5 juillet 2012

Biographie intellectuelle du professeur Bertrand Rioux

Parce que l’être n’a jamais été assumé par la réflexion philosophique
comme l’origine du temps et de l’histoire du monde dans cet entre-deux
de l’être et de l’étant, la vérité de l’être n’a jamais fait l’objet d’une
réflexion thématique.
                                                                                       Bertrand Rioux (1)

Bertrand Rioux est né le 8 mars 1929. Originaire d’Amqui au centre de la vallée de la Matapédia au Québec, il est petit-fils d’agriculteurs et fils d’un marchand général rassembleur.
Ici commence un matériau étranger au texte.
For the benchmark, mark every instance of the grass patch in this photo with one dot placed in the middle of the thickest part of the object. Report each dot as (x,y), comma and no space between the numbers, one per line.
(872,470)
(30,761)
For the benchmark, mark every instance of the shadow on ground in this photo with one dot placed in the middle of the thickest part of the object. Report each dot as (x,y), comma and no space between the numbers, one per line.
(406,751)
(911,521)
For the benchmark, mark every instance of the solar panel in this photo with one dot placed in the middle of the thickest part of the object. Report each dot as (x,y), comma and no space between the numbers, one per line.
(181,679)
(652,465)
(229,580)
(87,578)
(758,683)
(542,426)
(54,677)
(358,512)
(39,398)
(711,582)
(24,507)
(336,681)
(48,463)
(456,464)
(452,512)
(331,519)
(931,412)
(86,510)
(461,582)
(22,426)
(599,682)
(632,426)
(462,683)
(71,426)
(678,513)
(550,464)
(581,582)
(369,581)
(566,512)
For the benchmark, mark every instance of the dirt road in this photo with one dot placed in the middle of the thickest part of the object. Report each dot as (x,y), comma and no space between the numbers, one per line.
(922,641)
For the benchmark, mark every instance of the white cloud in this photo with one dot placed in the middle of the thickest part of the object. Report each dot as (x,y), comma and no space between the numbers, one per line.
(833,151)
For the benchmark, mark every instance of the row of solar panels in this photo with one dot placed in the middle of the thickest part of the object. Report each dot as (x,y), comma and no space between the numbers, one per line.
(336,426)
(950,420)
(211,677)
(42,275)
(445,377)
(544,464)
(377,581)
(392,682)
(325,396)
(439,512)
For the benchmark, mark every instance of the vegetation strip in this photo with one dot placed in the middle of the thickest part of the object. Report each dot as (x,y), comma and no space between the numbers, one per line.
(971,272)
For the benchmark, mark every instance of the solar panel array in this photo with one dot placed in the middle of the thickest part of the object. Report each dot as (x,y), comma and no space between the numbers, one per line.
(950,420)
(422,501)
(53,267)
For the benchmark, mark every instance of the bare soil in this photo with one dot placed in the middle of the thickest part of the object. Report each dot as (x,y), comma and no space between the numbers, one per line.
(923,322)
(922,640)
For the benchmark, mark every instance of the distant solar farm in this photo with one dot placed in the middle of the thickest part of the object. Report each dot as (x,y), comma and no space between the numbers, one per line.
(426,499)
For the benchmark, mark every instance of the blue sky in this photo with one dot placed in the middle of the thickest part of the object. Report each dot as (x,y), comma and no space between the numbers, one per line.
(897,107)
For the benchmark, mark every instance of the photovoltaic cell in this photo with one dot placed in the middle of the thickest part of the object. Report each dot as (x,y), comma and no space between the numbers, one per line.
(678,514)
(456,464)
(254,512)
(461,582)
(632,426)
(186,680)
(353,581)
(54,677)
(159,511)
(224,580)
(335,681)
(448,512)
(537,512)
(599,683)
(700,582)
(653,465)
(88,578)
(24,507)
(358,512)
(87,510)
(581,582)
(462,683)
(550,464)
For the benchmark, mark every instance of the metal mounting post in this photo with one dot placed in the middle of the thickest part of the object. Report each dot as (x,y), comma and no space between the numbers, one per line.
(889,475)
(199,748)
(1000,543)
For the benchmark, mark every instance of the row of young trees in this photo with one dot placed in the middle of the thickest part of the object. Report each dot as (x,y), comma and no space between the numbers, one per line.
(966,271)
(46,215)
Il commence ses études classiques au séminaire de Rimouski; après le collège, il choisit de s’orienter vers la philosophie et commence son cursus philosophique à l’Université de Montréal, au semestre d’automne 1951. Il y demeurera jusqu’à l’obtention de sa Licence, en 1953. C’est durant ces années qu’il découvrira l’humanisme d’un philosophe qui devait avoir une influence durable sur sa pensée, le célèbre philosophe de l’être Jacques Maritain (1882-1973).

Après le baccalauréat, durant lequel les questions d’humanisme, de métaphysique et de phénoménologie retiennent singulièrement son attention, il décide de consacrer sa thèse à la pensée politique de Maritain. C’est à cette époque qu’il fit la connaissance d’un professeur qui eut une influence cardinale sur le jeune étudiant, le père Louis-B. Geiger. Durant la même année, les portes de l’École normale Jacques-Cartier s’ouvrent au jeune licencié en philosophie, qui s’inscrit au carrefour des traditions phénoménologique et scolastique. De 1953 à 1957, il y enseignera tous les traités de philosophie – de la logique à l’épistémologie en passant par la métaphysique, jusqu’à la morale et au politique.
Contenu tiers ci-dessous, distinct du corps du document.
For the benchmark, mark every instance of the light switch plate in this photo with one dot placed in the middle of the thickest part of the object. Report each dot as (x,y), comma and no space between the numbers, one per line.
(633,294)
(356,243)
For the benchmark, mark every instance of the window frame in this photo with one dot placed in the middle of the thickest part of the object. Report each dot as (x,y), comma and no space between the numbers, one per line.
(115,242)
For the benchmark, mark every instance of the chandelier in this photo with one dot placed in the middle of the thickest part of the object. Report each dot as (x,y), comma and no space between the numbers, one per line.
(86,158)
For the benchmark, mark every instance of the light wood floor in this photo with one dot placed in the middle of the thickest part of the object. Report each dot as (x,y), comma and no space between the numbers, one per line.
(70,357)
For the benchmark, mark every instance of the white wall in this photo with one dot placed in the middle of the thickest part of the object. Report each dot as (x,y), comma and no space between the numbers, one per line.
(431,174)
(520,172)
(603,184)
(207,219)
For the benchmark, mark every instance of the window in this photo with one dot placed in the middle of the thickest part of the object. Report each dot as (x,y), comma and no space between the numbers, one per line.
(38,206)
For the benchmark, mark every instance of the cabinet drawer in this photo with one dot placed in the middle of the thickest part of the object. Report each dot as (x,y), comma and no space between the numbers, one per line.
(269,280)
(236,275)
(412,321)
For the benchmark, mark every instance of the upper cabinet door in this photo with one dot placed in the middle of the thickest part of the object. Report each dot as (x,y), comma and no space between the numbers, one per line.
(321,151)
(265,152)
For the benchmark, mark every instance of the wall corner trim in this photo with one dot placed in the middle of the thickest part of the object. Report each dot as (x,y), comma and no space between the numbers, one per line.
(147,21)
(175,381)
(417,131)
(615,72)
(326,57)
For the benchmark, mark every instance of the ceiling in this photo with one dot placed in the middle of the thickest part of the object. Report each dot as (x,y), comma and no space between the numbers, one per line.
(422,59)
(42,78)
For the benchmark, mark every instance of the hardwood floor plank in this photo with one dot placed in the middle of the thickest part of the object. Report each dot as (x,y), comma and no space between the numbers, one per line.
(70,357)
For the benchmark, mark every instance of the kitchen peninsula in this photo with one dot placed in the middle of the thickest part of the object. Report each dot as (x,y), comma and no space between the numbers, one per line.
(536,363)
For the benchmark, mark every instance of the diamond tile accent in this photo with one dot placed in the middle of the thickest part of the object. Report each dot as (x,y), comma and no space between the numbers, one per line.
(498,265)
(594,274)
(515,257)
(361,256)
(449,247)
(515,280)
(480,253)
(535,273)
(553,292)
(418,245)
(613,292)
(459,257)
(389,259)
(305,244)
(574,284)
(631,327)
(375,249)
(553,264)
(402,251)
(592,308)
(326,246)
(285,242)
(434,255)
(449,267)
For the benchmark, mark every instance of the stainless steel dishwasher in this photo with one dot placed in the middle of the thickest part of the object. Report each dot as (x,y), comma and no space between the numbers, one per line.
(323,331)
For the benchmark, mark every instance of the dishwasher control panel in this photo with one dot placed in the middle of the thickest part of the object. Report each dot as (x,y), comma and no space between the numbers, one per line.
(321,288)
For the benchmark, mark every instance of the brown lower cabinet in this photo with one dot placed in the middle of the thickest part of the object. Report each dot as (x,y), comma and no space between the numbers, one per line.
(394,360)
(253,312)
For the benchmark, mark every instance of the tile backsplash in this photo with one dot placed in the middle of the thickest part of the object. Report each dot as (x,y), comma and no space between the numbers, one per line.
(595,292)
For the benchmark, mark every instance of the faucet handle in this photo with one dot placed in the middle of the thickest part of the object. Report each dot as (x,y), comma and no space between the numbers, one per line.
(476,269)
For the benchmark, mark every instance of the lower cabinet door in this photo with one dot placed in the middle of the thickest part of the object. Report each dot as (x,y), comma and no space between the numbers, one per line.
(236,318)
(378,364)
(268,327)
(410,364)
En 1957, il transite vers Paris où il entreprendra une thèse de doctorat tout à fait originale, sous la direction de ce grand spécialiste de Kierkegaard que fut le professeur Jean Wahl (1888-1974). Le thème choisi émerge depuis la lecture de Vom Wesen der Wahrheit (1930) (2), de Martin Heidegger. Un «tournant » étonnant advient alors pour le jeune philosophe, se transformant à l’instant même en préoccupation décisive pour lui touchant la question fondamentale de la vérité ou « du sens de l’être » en philosophie. Cette question se radicalise jusque dans son essence fondamentale comme vérité de l’Essence (3). Il déploiera sa réflexion dans une « entreprise pleine de périls » mais "qui méritait d’être tenté" aux dires de Paul Ricoeur, avec la comparaison des doctrines de deux penseurs essentiels de la tradition philosophique occidentale : un penseur contemporain, Martin Heidegger et le grand docteur médiéval, Thomas d’Aquin.

1 L’être et la vérité chez Heidegger et saint Thomas d’Aquin, Montréal-Paris, PUM-PUF, 1963, p. 6.
2 De l’essence de la vérité, traduction française, Paris, Gallimard 1959.
3 Vom Wesen der Wahrheit, p. 23, trad, p. 100.

Partant de Heidegger, il démontrera audacieusement la primauté de la pensée de la vérité de l’être telle que conceptualisée par Thomas d’Aquin. Ce qui permettra à Rioux de mettre en lumière, chez le penseur de la Forêt noire, le passage de la vérité du Dasein comme rapport de l’étant en totalité à la méditation de l’oubli de l’être; cet oubli déjà inséparable de la vérité de l’être faisant apparaître, de ce fait, « une ontologie de la vérité qui repose sur le dévoilement de tout être (ens) dans l’être (ipsum esse) ».

De passage à Montréal en novembre 1959, avant sa soutenance doctorale à l’Université de Paris, il rencontre le professeur Louis-Marie Régis, alors doyen de la faculté de Philosophie. Ce dernier lui fait une « promesse d’engagement », qui devait se concrétiser après une soutenance de thèse remarquable (qui lui valu une mention et les félicitation du jury composé de Jean Wahl, Paul Ricoeur et Maurice de Gandillac), à la Sorbonne, au début de l’été 1960. Le jeune philosophe s’y distingua par son audace, sa rigueur et son originalité. C’était là un prélude exceptionnel à l’enseignement de la philosophie de l’être et des philosophies de l’existence, au point d’en faire un acteur déterminant, l’initiateur de l’enseignement de la philosophie allemande et de la phénoménologie à l’Université de Montréal, au début des années soixante. Dans ses écrits et dans l’esprit de ses étudiants et de ceux qui l’ont côtoyé, Bertrand Rioux laisse derrière lui les traces indélébiles d’un esprit vraiment supérieur.